UNDP in both its annual “Human Development Report” (HDR) and in the derivation of its Human Development Index (HDI) now also resort to PPPs, although the text of the HDR makes extensive reference to exchange rate based values. PPP estimates, in equalizing price level differences between countries, provide a quite different perspective on income levels—compressing the range in incomes between rich and poor countries. The assumption of “one price” for each outlay item may conceal the fact, however, that the poor pay more for many of the goods and services they buy (and especially when such prices are adjusted for quality factors). These comparisons suffer from the fact that the “global” view is still dependent on a comparison of the adjusted mean incomes which are specific to each country, even when these are appropriately modified to take account of differences in population size. As is readily recognized, mean income (or even the median income as interpolated from household income studies to a “national”) level[4] fails to provide any information about the potentially wide variations in incomes within any given country. Indeed, in many other respects, GNP or GDP per capita is a very imperfect “locator” of representative average individual income level. Both include imputations for implied incomes that are fixed and generally non-realizable or fungible in any other more liquid form. GNP also includes gross operating surpluses that are usually attributable—but not necessarily disbursable or distributed—to a very limited number of people. Furthermore, GNP incorporates a “depreciation” or “capital consumption” provision that is tied to a specific element that is not disbursed generally.
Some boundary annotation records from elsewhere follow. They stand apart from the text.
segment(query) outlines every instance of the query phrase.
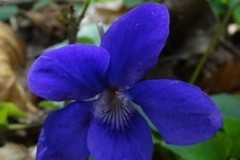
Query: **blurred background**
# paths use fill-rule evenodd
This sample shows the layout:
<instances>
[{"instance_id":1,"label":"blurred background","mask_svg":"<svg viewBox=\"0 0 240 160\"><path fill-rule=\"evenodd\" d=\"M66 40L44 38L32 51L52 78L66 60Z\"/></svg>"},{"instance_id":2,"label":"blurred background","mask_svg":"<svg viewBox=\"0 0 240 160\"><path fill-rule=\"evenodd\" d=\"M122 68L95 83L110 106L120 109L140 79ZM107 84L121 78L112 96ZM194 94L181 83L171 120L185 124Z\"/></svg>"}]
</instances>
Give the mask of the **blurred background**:
<instances>
[{"instance_id":1,"label":"blurred background","mask_svg":"<svg viewBox=\"0 0 240 160\"><path fill-rule=\"evenodd\" d=\"M29 91L32 62L69 43L98 45L98 28L149 1L168 6L171 24L144 79L196 84L224 117L216 137L194 146L167 145L153 130L153 159L240 160L240 0L0 0L0 160L34 160L45 117L64 106Z\"/></svg>"}]
</instances>

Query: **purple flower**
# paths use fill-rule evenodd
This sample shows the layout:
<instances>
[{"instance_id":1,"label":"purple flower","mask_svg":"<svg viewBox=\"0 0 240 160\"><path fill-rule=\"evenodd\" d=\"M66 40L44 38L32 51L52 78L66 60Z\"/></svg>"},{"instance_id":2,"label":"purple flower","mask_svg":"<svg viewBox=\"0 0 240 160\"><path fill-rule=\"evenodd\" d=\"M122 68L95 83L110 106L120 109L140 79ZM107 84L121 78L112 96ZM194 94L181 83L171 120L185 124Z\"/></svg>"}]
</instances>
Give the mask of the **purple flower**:
<instances>
[{"instance_id":1,"label":"purple flower","mask_svg":"<svg viewBox=\"0 0 240 160\"><path fill-rule=\"evenodd\" d=\"M222 118L198 87L176 80L139 80L157 63L169 32L164 5L146 3L118 19L100 47L73 44L47 51L29 72L30 89L55 101L75 100L48 116L37 160L150 160L151 131L169 144L215 135Z\"/></svg>"}]
</instances>

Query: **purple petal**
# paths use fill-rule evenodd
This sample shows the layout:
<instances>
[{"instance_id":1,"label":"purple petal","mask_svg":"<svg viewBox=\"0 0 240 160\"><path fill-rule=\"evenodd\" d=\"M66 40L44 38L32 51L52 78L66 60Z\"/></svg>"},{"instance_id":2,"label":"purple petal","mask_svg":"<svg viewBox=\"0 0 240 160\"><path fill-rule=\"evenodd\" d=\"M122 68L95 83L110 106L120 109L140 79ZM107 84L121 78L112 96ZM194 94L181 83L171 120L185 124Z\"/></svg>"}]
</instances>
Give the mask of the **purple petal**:
<instances>
[{"instance_id":1,"label":"purple petal","mask_svg":"<svg viewBox=\"0 0 240 160\"><path fill-rule=\"evenodd\" d=\"M48 116L38 141L37 160L86 160L91 102L75 102Z\"/></svg>"},{"instance_id":2,"label":"purple petal","mask_svg":"<svg viewBox=\"0 0 240 160\"><path fill-rule=\"evenodd\" d=\"M28 75L29 87L49 100L82 100L104 90L102 79L109 64L105 49L74 44L47 51Z\"/></svg>"},{"instance_id":3,"label":"purple petal","mask_svg":"<svg viewBox=\"0 0 240 160\"><path fill-rule=\"evenodd\" d=\"M111 56L109 83L126 87L140 80L156 65L168 32L168 10L161 4L146 3L118 19L101 43Z\"/></svg>"},{"instance_id":4,"label":"purple petal","mask_svg":"<svg viewBox=\"0 0 240 160\"><path fill-rule=\"evenodd\" d=\"M88 148L97 160L150 160L152 146L148 124L136 111L125 130L114 130L95 118L88 132Z\"/></svg>"},{"instance_id":5,"label":"purple petal","mask_svg":"<svg viewBox=\"0 0 240 160\"><path fill-rule=\"evenodd\" d=\"M221 113L198 87L173 80L150 80L126 92L140 105L169 144L191 145L213 137Z\"/></svg>"}]
</instances>

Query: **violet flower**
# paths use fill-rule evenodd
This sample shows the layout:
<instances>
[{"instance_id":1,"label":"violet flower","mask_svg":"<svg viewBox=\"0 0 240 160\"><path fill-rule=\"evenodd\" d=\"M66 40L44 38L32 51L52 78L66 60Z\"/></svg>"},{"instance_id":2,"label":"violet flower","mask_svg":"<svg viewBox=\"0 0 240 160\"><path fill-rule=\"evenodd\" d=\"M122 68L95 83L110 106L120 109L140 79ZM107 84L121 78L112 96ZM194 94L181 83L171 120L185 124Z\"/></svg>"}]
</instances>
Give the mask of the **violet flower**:
<instances>
[{"instance_id":1,"label":"violet flower","mask_svg":"<svg viewBox=\"0 0 240 160\"><path fill-rule=\"evenodd\" d=\"M164 5L146 3L118 19L99 47L47 51L29 72L30 89L54 101L75 100L48 116L37 160L150 160L151 131L141 107L169 144L207 140L221 114L198 87L141 78L156 65L169 32Z\"/></svg>"}]
</instances>

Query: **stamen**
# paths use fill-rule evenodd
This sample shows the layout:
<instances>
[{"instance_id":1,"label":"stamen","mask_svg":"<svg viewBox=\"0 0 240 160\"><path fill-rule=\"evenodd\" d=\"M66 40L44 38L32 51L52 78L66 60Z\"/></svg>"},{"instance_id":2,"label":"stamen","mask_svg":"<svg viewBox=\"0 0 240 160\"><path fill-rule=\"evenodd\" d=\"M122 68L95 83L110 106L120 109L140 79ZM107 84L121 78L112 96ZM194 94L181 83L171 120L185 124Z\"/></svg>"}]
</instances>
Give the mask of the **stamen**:
<instances>
[{"instance_id":1,"label":"stamen","mask_svg":"<svg viewBox=\"0 0 240 160\"><path fill-rule=\"evenodd\" d=\"M122 93L105 91L97 100L94 116L111 129L124 130L134 110L132 103Z\"/></svg>"}]
</instances>

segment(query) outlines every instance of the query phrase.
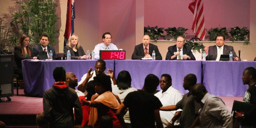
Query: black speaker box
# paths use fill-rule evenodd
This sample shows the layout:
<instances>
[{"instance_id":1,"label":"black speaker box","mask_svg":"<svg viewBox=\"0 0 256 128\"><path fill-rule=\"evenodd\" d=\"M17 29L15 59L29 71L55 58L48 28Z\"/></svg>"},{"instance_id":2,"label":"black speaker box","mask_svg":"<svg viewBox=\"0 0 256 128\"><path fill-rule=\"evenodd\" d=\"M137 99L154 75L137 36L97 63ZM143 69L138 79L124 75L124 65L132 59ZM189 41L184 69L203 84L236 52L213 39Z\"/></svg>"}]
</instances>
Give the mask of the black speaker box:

Nevertheless, an important instance where this approach to global assessments has achieved a high level profile is the latest 1999 UNDP Human Development Report on “Globalization with a Human Face.” Page 2 in the “Overview” section of this report provides, in the very first chart, a picture of the “Stark disparities between rich and poor in global opportunity.” Using exchange rate based numbers, the HDR starts with ‘shares of world GNP’ as measured by the control of global GNP produced by the richest 20% (86%), middle 60% (13%) and poorest 20% (1%) of countries. The Report goes on to add that more than 80 countries (the UN now recognizes 188 member countries and 174 are scaled in the HDI) still have per capita incomes lower than they were a decade or more ago. It emphasizes the fact that, as between countries, inequality has increased. The income gap between the fifth of the world’s people living in the richest countries and the fifth in the poorest was 74 to 1 in 1997, up from 60 to 1 in 1990 and 30 to 1 in 1960. In just over thirty years, the average income gap doubled. The HDR points out that the nineteenth century, too, inequality grew rapidly. During the last three decades of that century, in an era of rapid global integration, the income gap between the top and bottom countries increased from 3 to 1 in 1820 to 7 to 1 in 1870 and 11 to 1 in 1913. These comparisons are confused, however, by exchange rates which have varied considerably across countries over time, and by the Gerschenkron effect that distorts income measures over that period.

The 1999 HDR argues, convincingly, that taking just the past decade alone, there has been an increasing concentration of income, resources and wealth among people, corporations and countries -- rather than any growing convergence as had been widely predicted as a consequence of increasing globalization and freer trade. Instead of improving general well-being, globalization has lead to financial volatility and economic insecurity and may thus pose a greater threat to those who have in fact no responsibility or control for over the state of affairs in which they find themselves. These groups, furthermore, have fewer means to withstand any exposure and vulnerability to such external risks.